The chip comprises a plurality of interconnection structures, each interconnection structure is connected with a processing core group, the same group of processing cores are connected with the interconnection structure connected with the processing core group to realize data transmission, and the interconnection structure can design a data packet and a corresponding protocol special for the group of cores according to the bandwidth required by the cores of the corresponding group and the data bit width used by the cores.

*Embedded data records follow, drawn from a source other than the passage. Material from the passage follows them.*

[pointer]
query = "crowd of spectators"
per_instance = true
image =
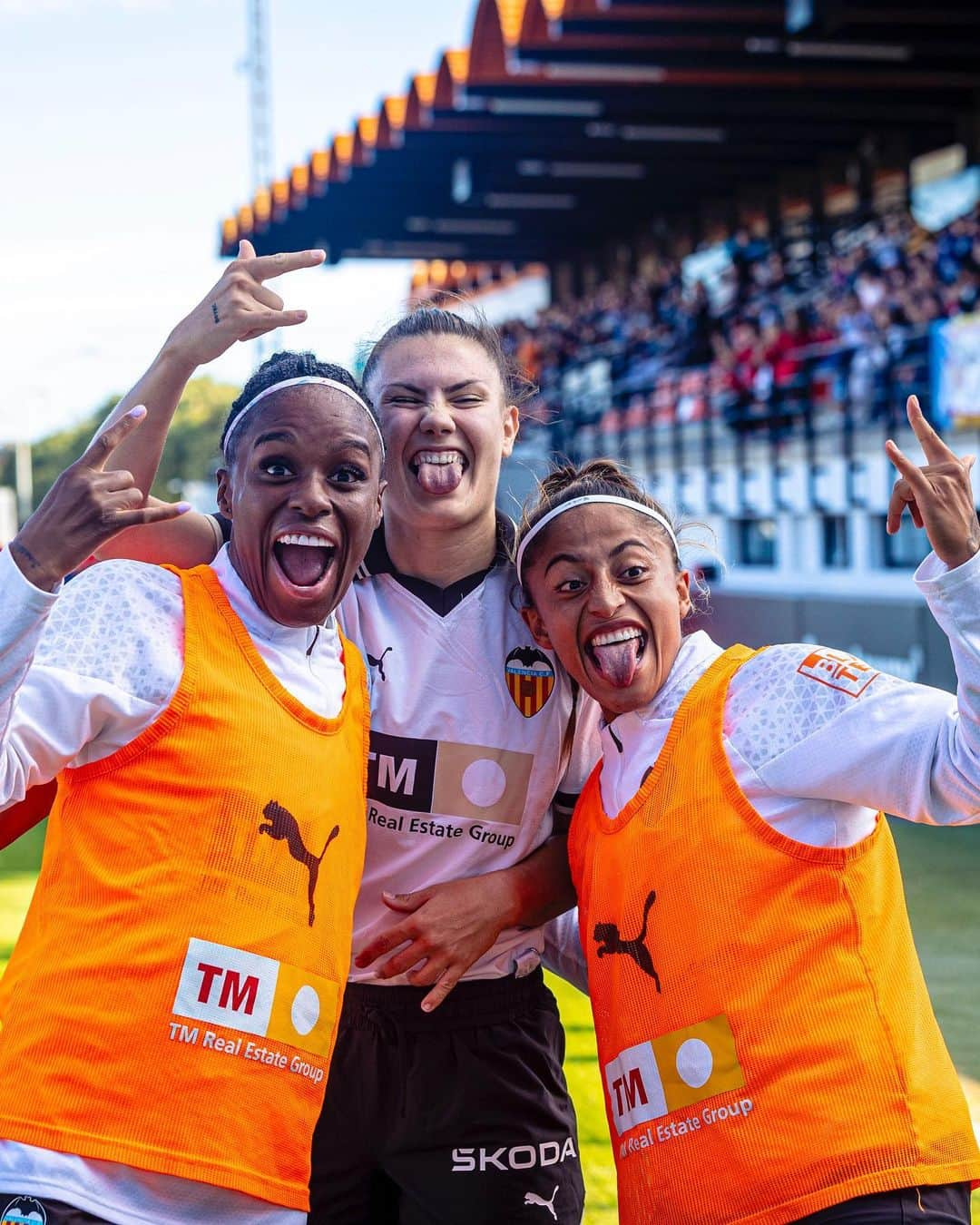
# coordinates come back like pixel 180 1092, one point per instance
pixel 761 309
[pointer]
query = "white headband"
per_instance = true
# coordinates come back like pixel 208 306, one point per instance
pixel 588 500
pixel 299 382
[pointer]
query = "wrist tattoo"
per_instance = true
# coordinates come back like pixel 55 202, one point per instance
pixel 24 552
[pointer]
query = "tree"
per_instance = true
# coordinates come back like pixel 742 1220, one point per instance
pixel 191 454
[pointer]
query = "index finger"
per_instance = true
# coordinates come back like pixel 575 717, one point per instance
pixel 438 993
pixel 263 267
pixel 101 448
pixel 934 448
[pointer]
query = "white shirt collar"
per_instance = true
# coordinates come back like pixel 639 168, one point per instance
pixel 259 623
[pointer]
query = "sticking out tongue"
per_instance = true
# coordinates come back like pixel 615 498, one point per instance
pixel 618 661
pixel 440 478
pixel 303 565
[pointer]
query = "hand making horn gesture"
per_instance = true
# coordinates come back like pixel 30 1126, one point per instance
pixel 938 495
pixel 239 307
pixel 83 508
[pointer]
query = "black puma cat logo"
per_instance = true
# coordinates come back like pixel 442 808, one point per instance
pixel 378 663
pixel 606 936
pixel 282 825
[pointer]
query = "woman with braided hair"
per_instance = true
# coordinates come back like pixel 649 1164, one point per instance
pixel 171 1008
pixel 447 1099
pixel 766 1039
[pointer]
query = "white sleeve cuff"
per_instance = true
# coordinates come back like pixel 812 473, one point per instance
pixel 935 577
pixel 18 591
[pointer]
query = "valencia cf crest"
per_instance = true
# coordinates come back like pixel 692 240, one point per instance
pixel 531 679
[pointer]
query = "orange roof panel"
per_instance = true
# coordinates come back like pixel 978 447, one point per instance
pixel 511 15
pixel 420 97
pixel 487 59
pixel 452 70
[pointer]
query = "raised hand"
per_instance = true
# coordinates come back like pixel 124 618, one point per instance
pixel 239 307
pixel 938 495
pixel 83 508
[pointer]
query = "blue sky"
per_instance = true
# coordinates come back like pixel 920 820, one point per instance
pixel 125 141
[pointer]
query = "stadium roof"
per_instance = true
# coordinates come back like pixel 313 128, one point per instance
pixel 565 122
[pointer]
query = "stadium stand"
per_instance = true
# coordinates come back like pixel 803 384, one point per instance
pixel 728 200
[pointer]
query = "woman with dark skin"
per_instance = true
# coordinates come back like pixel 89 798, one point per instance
pixel 473 774
pixel 766 1040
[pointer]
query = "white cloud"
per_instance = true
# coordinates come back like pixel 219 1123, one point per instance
pixel 42 7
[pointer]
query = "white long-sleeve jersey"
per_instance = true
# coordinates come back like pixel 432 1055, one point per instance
pixel 818 740
pixel 83 672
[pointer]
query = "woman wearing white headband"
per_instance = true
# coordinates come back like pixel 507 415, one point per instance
pixel 171 1008
pixel 766 1042
pixel 478 755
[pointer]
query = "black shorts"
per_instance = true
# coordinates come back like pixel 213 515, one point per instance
pixel 456 1117
pixel 947 1204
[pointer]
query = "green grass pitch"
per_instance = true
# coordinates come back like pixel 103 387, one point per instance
pixel 940 867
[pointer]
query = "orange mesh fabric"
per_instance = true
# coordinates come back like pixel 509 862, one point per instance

In one embodiment, at least two clock frequencies are provided in a plurality of said interconnect structures in a chip. Because a plurality of interconnection structures are arranged in the chip, each interconnection structure is connected with one group of processing cores, and data transmission among the groups of processing cores can be processed in parallel, the plurality of interconnection structures in the chip can be provided with various different clock frequencies.

Optionally, the plurality of interconnect structures in the chip may also be set to the same clock frequency.

In one embodiment, at least two bit width values are provided in a plurality of the interconnect structures. Because a plurality of interconnection structures are arranged in the chip, each interconnection structure is connected with one group of processing cores, and data transmission among the groups of processing cores can be processed in parallel, various bit width values can be arranged in the interconnection structures.

Optionally, a plurality of interconnect structures in the chip may also be set to the same bit width value.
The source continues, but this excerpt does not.